Counting BPS Operators in the Chiral Ring of N=2 Supersymmetric Gauge Theories or N=2 Braine Surgery

TL;DR

The paper tackles counting BPS operators in the chiral ring of ${\cal N}=2$ quiver gauge theories on D3 branes probing ALE singularities, where the moduli space splits into Higgs, Coulomb, and mixed branches. It introduces a surgery framework that combines branch-generating functions $H$, $C$, and their intersection $L$ into the mixed-branch function $G(\nu; t_1,t_2,t_3; \Gamma)=\dfrac{H C}{L}$, providing explicit constructions and examples.
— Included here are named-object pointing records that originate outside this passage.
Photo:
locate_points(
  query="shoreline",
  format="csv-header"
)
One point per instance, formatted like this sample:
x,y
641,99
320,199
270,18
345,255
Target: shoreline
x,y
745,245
The authors derive explicit forms for the Higgs and Coulomb partition functions, analyze their intersections, and validate the approach with low-$N$ cases and the $A_n$ series, yielding compact, computable expressions. This approach clarifies how to count chiral ring operators across multiple branches and has potential implications for AdS/CFT checks, black hole microstate counting, and broader classes of quiver theories. The results offer a practical toolkit for exact operator counting in a broad class of ${\cal N}=2$ gauge theories with rich moduli spaces.

Abstract

This note is presenting the generating functions which count the BPS operators in the chiral ring of a N=2 quiver gauge theory that lives on N D3 branes probing an ALE singularity. The difficulty in this computation arises from the fact that this quiver gauge theory has a moduli space of vacua that splits into many branches -- the Higgs, the Coulomb and mixed branches. As a result there can be operators which explore those different branches and the counting gets complicated by having to deal with such operators while avoiding over or under counting. The solution to this problem turns out to be very elegant and is presented in this note. Some surprises with "surgery" of generating functions arises.